4. Republic v. Albios, G.R. No. 198780, October 16, 2013
Under Article 2 of the Family Code, for consent to be valid, it must be (1) freely given and (2)
made in the presence of a solemnizing officer.―Under Article 2 of the Family Code, consent is
an essential requisite of marriage. Article 4 of the same Code provides that the absence of any
essential requisite shall render a marriage void ab initio. Under said Article 2, for consent to be
valid, it must be (1) freely given and (2) made in the presence of a solemnizing officer. A “freely
given” consent requires that the contracting parties willingly and deliberately enter into the
marriage. Consent must be real in the sense that it is not vitiated nor rendered defective by any of
the vices of consent under Articles 45 and 46 of the Family Code, such as fraud, force,
intimidation, and undue influence. Consent must also be conscious or intelligent, in that the
parties must be capable of intelligently understanding the nature of, and both the beneficial or
unfavorable consequences of their act. Their understanding should not be affected by insanity,
intoxication, drugs, or hypnotism.
Marriages in Jest; A marriage in jest is a pretended marriage, legal in form but entered into as a
joke, with no real intention of entering into the actual marriage status, and with a clear
understanding that the parties would not be bound; Marriages in jest are void ab initio, not for
vitiated, defective, or unintelligent consent, but for a complete absence of consent.―In ruling that
Albios’ marriage was void for lack of consent, the CA characterized such as akin to a marriage by
way of jest. A marriage in jest is a pretended marriage, legal in form but entered into as a joke,
with no real intention of entering into the actual marriage status, and with a clear understanding
that the parties would not be bound. The ceremony is not followed by any conduct indicating a
purpose to enter into such a relation. It is a pretended marriage not intended to be real and with no
intention to create any legal ties whatsoever, hence, the absence of any genuine consent.
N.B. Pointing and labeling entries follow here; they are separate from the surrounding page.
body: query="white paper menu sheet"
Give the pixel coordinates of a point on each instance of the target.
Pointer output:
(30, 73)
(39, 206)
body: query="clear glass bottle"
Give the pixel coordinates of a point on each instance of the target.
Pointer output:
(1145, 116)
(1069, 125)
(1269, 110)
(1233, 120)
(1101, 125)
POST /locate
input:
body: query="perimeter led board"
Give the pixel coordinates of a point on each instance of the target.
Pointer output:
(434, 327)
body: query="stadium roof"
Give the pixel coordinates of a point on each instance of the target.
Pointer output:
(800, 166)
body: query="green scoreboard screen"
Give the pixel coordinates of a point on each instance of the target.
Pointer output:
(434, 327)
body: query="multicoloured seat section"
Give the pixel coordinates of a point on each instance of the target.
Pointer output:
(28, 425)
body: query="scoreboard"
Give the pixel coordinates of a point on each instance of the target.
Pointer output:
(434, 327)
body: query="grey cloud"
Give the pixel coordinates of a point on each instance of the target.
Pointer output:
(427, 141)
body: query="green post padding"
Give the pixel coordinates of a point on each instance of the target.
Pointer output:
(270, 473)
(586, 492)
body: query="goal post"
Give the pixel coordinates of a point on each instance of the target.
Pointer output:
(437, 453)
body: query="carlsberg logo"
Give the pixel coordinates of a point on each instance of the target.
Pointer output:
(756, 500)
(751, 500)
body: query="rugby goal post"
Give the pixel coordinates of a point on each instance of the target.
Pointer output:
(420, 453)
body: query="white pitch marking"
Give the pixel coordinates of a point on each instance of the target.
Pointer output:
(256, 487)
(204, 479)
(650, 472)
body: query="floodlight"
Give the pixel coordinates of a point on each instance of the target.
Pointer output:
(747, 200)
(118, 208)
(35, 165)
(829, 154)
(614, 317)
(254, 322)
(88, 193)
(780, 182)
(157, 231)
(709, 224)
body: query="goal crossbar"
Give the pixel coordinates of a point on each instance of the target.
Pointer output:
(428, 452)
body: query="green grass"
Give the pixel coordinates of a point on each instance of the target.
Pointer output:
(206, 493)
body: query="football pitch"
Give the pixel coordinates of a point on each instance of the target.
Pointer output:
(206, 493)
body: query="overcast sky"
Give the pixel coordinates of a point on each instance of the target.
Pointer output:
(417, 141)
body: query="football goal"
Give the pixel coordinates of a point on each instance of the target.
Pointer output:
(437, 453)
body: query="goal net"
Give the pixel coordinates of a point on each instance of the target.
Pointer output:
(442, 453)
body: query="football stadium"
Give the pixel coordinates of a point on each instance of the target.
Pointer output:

Marriages in jest are void ab initio, not for vitiated, defective, or unintelligent consent, but for a
complete absence of consent. There is no genuine consent because the parties have absolutely no
intention of being bound in any way or for any purpose.
Marriages entered into for other purposes, limited or otherwise, such as convenience,
companionship, money, status, and title, provided that they comply with all the legal requisites,
are equally valid.―Motives for entering into a marriage are varied and complex. The State does
not and cannot dictate on the kind of life that a couple chooses to lead. Any attempt to regulate
their lifestyle would go into the realm of their right to privacy and would raise serious
constitutional questions. The right to marital privacy allows married couples to structure their
marriages in almost any way they see fit, to live together or live apart, to have children or no
children, to love one another or not, and so on. Thus, marriages entered into for other purposes,
limited or otherwise, such as convenience, companionship, money, status, and title, provided that
they comply with all the legal requisites, are equally valid. Love, though the ideal consideration
in a marriage contract, is not the only valid cause for marriage. Other considerations, not
precluded by law, may validly support a marriage.